Slashdot Mirror


Help/Opinions on Parsing OFX FIles?

innerweb asks: "I am looking for help and advice on using and parsing the OFX (Open Financial Exchange) file spec using C/C++ and/or Perl. I have read the standards, downloaded the DTD (ofx version 2), and tried to parse several files from different banks. They have all failed in my normal parsers (commercial and OSS), yet they load fine in Microsoft Money. It is not so complicated that I can not hand roll my own, and I have much of it working that way as a proof, but I would rather stick with something that is standards based, as this is a standard that in my opinion ought to work with standards based tools. Am I missing something here, or is this truly a file format that is broken as a feature?" "I know the files are malformed when they come down, as they are missing the normal XML and SGML file headers ?XML or !DOCTYPE to define the dtd to use to parse the file. I know that the document is not 'well formed' as I understand it, as most of the tags in the datafile are not closed (open tag, but no corresponding closing tag). When I fix these errors, the files seem to parse. yet, I know that from what I have seen, MS Money takes in the same raw data and parses it. Microsoft lists the OFX file format as XML in some places and SGML in others. The OFX website seems to be saying this is SGML, not XML (XML is a subset of SGML in most cases, but the way it is *used* sometimes it is not really SGML at all.)

I have been reading like mad for a few weeks on OFX format files and usage, but not getting much useful information. I have worked with SGML in the past and XML, so I am at least familiar with these *conventions*. I need to be pointed in the right direction, and or told what I am doing wrong/overlooking. I know it is probably something obvious, but somehow I am not getting it.

Thanks in advance for any help that you can throw my way."

6 of 49 comments (clear)

  1. Gnucash. by Anonymous Coward · · Score: 2, Informative

    You did check Gnucash's importers to see how they did it, Right?

    1. Re:Gnucash. by GigsVT · · Score: 3, Informative

      In addition to the other excellent replies, it's a misconception that code ever unwittingly "becomes GPL".

      If you use GPL code in your application in a way that violates the GPL, you have violated copyright law. That's it. The GPL doesn't control the remedies, the legal system does. Generally the remedy would be in the form of a cash settlement to the copyright owner of the software you violated the copyright on.

      --
      I've had enough abrasive sigs. Kittens are cute and fuzzy.
  2. Um, the answer is in the link you posted. by joto · · Score: 5, Informative
    OFX is based upon SGML and, like XML, it is an attempt to take the best features of SGML and remove much of the associated complexity. OFX is not technically an XML application. The syntax of OFX differs from that set out for XML applications in that OFX omits end-tags

    It's SGML, not XML. Unless you insist on doing it the hard way with a real SGML parser, I can't see what's wrong with using your own hand-rolled one. As you've already recognized yourself, it shouldn't be too hard.

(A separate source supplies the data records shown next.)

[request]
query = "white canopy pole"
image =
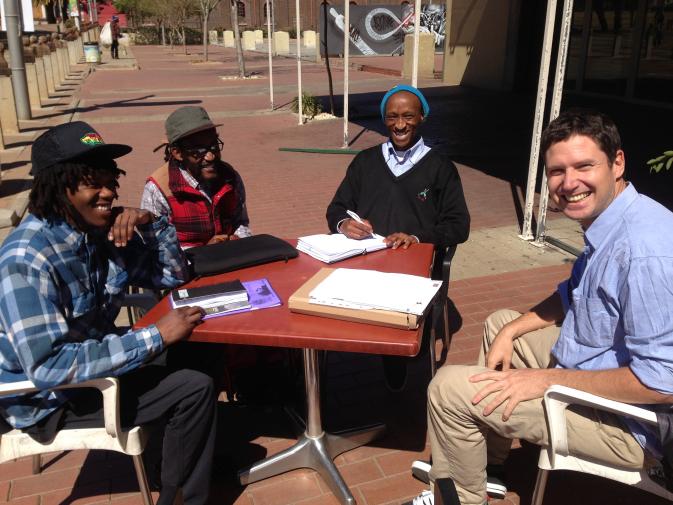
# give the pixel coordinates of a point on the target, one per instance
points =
(299, 96)
(557, 95)
(270, 42)
(417, 27)
(526, 231)
(347, 30)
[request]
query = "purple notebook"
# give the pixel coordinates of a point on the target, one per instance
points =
(261, 296)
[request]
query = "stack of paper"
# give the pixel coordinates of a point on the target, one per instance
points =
(369, 289)
(337, 247)
(214, 299)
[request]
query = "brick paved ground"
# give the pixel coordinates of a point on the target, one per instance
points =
(287, 194)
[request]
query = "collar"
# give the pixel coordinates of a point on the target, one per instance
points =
(604, 224)
(65, 233)
(406, 154)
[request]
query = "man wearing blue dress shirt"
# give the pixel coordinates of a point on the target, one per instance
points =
(608, 330)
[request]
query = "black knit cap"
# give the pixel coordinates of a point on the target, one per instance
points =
(76, 141)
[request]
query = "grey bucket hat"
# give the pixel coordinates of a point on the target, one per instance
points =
(186, 121)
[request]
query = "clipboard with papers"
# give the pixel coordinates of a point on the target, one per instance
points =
(367, 296)
(337, 247)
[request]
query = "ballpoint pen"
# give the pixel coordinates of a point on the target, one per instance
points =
(357, 218)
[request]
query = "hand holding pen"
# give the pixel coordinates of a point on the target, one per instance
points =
(356, 227)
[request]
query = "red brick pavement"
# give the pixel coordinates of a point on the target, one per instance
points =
(287, 194)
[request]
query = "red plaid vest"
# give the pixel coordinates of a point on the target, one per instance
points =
(195, 219)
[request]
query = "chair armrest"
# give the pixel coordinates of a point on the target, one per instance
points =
(446, 270)
(108, 386)
(556, 400)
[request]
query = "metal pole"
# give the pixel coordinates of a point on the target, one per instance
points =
(526, 232)
(557, 95)
(270, 42)
(417, 27)
(447, 41)
(17, 65)
(299, 97)
(347, 33)
(311, 375)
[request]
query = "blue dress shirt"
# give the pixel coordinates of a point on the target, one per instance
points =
(621, 311)
(400, 162)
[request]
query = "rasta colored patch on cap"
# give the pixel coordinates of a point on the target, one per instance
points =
(92, 139)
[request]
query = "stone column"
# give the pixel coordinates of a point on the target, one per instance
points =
(281, 42)
(248, 41)
(426, 56)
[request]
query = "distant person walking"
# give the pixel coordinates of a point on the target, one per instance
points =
(116, 34)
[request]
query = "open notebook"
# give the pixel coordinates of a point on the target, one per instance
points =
(337, 247)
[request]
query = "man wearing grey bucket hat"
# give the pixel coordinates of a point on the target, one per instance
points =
(202, 195)
(64, 271)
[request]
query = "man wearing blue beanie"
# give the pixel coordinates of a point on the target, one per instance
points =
(404, 190)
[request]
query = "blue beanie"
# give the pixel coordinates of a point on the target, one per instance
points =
(410, 89)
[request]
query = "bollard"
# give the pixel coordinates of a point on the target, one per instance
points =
(248, 41)
(8, 118)
(281, 42)
(426, 56)
(228, 38)
(42, 87)
(259, 37)
(63, 51)
(33, 89)
(72, 52)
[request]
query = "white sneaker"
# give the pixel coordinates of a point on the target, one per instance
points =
(425, 498)
(421, 470)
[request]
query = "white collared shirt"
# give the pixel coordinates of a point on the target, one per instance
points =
(400, 162)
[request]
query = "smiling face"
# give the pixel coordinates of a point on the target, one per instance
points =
(581, 180)
(92, 201)
(204, 167)
(402, 118)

    Other alternatives would be to have an a preprocessor that converts it to XML, or maybe use some too-tolerant XML-parser. On the other hand, if the file format isn't XML, I can't see why it would be easier to treat it as if it were.

    Am I missing something here, or is this truly a file format that is broken as a feature?

    Mu. Yes, you are missing the distinction between XML and SGML. No, it's not broken as a feature, it just predates XML.

  3. check out libofx by UncleBoy · · Score: 2, Informative

    Get someone to show you how to use google.com while you're at it.

  4. LibOFX by Noksagt · · Score: 3, Informative

    They use LibOFX, available under the GPL

  5. Re:Is it an SGML application? by innerweb · · Score: 3, Informative
    I will be the first to admit it has been a while since I worked with SGML, but IIRC, in the DTD for an SGML doc, you mark optional tags with an O, so that it would look like this:
    <!ELEMENT elemname - O (#PCDATA) >
    where the - means the opening tag is required, and the O means the closing tag is not required.

    Whether or not I think I remember it, OFX has sent me back to books I have had in boxes for almost a decade now. Normally when I pull old books out like that, they are picture albums for the family, not old programming and data manuals.

    InnerWeb

    --
    Freud might say that Intelligent Design is religion's ID.